The Marlin 336 action features a solid top receiver, side ejection and a round bolt. It is recognized as a strong, accurate action. The Marlin 336 variant with a 24" barrel and steel forend cap is the XLR. (You can find our review on the Product Reviews page.) It is fabricated (mostly) from stainless steel, comes with a round barrel, half length magazine (five rounds) and wears a gray laminated hardwood stock. It is the most weather resistant .30-30 lever gun on the market. Marlin XLR stocks have pistol grips and thick, beavertail forends. The 336XLR is not cheap, but it is less expensive than the Model 94 Sporter.
The Winchester 94AE is an open top action, which makes it lighter and more petite. The open top receiver also makes it much easier to single load cartridges or clear a jam. It is just as easy to mount a scope on a Model 94AE as it is on a Marlin 336, so that is no longer a consideration. The Sporter comes with an elegant half-round/half-octagon barrel and a full length magazine (eight rounds). Winchester stocks, including our Sporter test rifle, tend to straight grips and slender forends.
The Sporter's half-round/half-octagon barrel is heavier than the XLR's barrel and the Sporter's full length magazine holds three more cartridges. The scoped weight of the two rifles as tested is nearly identical, but the Winchester Sporter has a weight forward balance and the Marlin XLR balances farther back. The Sporter stock is much less bulky than the XLR stock. The result is a noticeable difference between the feel and handling of the two rifles. In appearance, the 336XLR looks quite modern in stainless steel and laminated hardwood, while the 94 Sporter is traditional in blued steel and walnut. The Winchester's polish and finish is superior, which, along with the half-octagon barrel and walnut stock, justifies its higher price. (They are both attractive rifles, but to our eyes, the Winchester easily wins the beauty contest.) Our Model 94 Sporter and 336XLR test rifles came with good triggers that released at 4.25 pounds.

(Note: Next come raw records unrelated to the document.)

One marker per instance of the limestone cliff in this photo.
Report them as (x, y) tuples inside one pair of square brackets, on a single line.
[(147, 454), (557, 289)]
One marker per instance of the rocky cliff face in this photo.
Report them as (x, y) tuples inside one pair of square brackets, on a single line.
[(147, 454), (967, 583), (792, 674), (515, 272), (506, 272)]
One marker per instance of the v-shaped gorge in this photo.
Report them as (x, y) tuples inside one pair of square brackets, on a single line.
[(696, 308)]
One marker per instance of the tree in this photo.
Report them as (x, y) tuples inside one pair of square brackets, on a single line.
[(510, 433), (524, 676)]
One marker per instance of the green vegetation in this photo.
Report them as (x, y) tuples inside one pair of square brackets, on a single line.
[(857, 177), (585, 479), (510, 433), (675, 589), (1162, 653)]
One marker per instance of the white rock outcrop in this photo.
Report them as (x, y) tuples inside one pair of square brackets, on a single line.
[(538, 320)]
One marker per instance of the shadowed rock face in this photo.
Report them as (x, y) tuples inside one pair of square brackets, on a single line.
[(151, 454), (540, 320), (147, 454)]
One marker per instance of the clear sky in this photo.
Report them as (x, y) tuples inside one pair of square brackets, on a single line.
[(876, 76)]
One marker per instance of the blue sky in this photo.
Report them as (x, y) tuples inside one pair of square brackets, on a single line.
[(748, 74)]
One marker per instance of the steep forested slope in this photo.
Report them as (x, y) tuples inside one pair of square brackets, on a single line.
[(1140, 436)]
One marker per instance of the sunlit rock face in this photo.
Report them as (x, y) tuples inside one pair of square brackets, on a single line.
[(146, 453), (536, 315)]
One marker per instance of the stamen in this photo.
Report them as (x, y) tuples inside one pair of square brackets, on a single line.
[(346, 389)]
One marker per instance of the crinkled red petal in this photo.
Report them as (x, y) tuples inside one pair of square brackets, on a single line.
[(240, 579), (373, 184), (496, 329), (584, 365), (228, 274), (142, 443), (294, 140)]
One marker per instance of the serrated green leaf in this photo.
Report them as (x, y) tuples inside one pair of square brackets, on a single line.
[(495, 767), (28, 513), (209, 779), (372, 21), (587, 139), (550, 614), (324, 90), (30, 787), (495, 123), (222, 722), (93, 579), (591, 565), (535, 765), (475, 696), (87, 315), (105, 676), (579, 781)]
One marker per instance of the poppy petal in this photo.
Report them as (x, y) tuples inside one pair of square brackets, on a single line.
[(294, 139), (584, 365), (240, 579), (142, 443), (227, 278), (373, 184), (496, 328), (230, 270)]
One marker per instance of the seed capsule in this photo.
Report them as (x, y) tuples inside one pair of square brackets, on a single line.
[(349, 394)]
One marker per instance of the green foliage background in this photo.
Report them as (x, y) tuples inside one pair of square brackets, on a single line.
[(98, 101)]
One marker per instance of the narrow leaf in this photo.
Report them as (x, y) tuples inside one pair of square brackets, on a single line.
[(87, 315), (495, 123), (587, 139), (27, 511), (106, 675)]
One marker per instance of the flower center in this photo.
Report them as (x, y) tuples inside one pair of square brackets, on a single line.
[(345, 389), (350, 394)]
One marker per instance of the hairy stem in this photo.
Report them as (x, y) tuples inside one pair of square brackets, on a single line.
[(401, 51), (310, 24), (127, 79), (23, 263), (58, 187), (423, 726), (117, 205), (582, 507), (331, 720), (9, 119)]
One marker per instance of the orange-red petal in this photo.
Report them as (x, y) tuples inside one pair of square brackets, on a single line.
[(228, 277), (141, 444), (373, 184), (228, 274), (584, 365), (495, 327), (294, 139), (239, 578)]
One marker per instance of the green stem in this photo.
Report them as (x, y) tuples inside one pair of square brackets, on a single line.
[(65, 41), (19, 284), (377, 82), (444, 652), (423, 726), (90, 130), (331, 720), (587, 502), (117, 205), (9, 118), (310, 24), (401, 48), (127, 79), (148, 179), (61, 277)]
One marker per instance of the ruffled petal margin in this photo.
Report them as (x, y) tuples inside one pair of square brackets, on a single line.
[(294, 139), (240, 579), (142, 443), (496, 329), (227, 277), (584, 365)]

The bottom line is that the Winchester Model 94 Sporter differs significantly from the Marlin 336XLR. Despite this, as hunting rifles, both fulfill the same role and are competing for the sportsman's dollar. What we suggest, if you are shopping for a traditional lever action hunting rifle, is to try both a Winchester and a Marlin before making a decision. The Winchester Model 94 is definitely back, and it is a great rifle!